If $F(n)$ is the Fibonacci Sequence, defined in the following way:
$$
F(0)=0 \\
F(1)=1 \\
F(n)=F(n-1)+F(n-2)
$$

I need to prove the following by induction:
$$F(n) \leq \bigg(\frac{1+\sqrt{5}}{2}\bigg)^{n-1} \quad \forall n \geq 0$$

I know how to prove the base cases and I know that the inductive hypothesis is "assume $F(n) \leq \bigg(\frac{1+\sqrt{5}}{2}\bigg)^{n-1} \quad \forall n \leq k, k \geq 0$".

For the inductive step, I need to show:
$$F(k+1) \leq \bigg(\frac{1+\sqrt{5}}{2}\bigg)^{k+1}$$

$F(k) + F(k-1) \leq \bigg(\frac{1+\sqrt{5}}{2}\bigg)^k$ — by the definition of the Fibonacci sequence. $\bigg(\frac{1+\sqrt{5}}{2}\bigg)^{k-1} + \bigg(\frac{1+\sqrt{5}}{2}\bigg)^{k-2} \leq \bigg(\frac{1+\sqrt{5}}{2}\bigg)^k$ — by the inductive hypothesis?

If I could show this last line then I could prove the overall question but I am unsure of how to prove this and that last line may not be correct.

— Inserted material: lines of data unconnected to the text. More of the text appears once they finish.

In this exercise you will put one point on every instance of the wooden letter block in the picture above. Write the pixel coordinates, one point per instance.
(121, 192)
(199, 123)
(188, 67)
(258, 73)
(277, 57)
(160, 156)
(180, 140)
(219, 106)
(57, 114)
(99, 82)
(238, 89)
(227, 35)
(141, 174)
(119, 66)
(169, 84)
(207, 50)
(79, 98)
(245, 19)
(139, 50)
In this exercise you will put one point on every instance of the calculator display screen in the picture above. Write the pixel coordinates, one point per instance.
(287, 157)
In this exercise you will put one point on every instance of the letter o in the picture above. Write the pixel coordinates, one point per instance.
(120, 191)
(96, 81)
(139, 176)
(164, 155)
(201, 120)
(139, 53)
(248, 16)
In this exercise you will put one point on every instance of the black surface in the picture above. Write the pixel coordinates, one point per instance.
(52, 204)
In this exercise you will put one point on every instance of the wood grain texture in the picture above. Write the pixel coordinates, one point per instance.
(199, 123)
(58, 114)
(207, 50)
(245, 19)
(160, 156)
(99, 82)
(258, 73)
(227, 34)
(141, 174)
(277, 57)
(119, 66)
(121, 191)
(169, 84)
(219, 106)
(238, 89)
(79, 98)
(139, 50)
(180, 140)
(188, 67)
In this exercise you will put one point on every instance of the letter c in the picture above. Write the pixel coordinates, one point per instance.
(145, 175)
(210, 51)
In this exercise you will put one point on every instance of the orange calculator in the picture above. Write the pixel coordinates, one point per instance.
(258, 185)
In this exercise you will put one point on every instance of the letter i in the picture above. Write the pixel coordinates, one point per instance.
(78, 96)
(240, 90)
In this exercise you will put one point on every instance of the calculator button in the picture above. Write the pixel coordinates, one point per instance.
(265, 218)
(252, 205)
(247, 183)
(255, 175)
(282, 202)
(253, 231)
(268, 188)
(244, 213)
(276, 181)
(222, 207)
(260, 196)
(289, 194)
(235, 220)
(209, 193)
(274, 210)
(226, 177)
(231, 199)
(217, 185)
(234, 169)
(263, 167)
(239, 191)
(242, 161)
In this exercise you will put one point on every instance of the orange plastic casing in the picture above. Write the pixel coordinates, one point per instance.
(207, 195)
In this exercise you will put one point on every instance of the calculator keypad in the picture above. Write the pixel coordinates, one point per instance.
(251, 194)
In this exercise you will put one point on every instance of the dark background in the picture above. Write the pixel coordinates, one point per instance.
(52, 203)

Any help would be greatly appreciated!

Best Answer

Hint: Let $\phi = \frac{1 + \sqrt{5}}{2}$. Note that $\phi$ satisfies $$ \phi^2 = \phi + 1 $$ (as you may verify using the quadratic formula, for example) and therefore for all $k$, $\phi^k = \phi^{k-1} + \phi^{k-2}$.